David Eise

Personal information
- Date of birth: June 8, 1964 (age 62)
- Place of birth: St. Louis, Missouri, U.S.
- Position: Defender

Youth career
- 1984–1987: Indiana Hoosiers

Senior career*
- Years: Team / Apps / (Gls)
- 1988–1989: Los Angeles Lazers (indoor) / 24 / (1)
- 1989: California Kickers
- 1989–1991: St. Louis Storm (indoor) / 70 / (7)
- 1991–1992: Baltimore Blast (indoor) / 27 / (2)

= David Eise =

American soccer player

David Eise is an American retired soccer defender who played professionally in the Western Soccer League and Major Indoor Soccer League.

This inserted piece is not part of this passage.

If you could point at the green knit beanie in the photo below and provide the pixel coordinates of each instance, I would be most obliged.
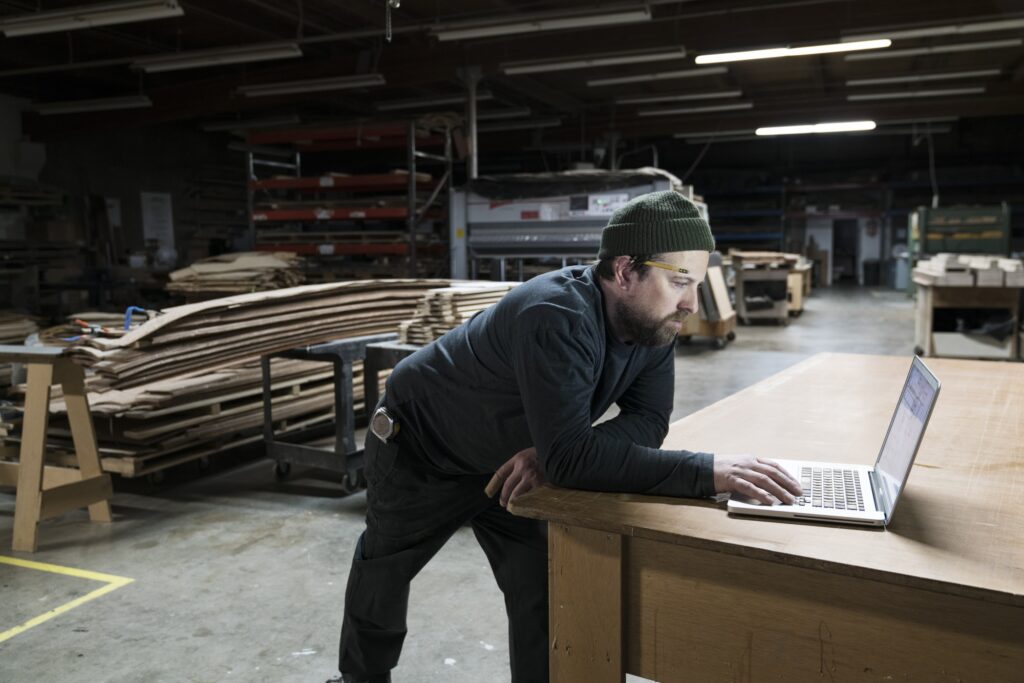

Eise attended Indiana University, playing on the men's soccer team from 1984 to 1987. In 1988, the Los Angeles Lazers selected Eise in the Major Indoor Soccer League draft. The Lazers folded in 1989, and Eise moved to the St. Louis Storm where he played two seasons. In 1989, Eise spent the summer with the California Kickers of the Western Soccer League. On August 21, 1991, Eise signed with the Baltimore Blast. In May 1992, Eise retired from professional soccer to complete his degree at Indiana University. He graduated later that year with a bachelor's degree in criminal justice. Since then, he has held sales positions in The W.G. Watson Group and Southern Wine and Spirits of Colorado.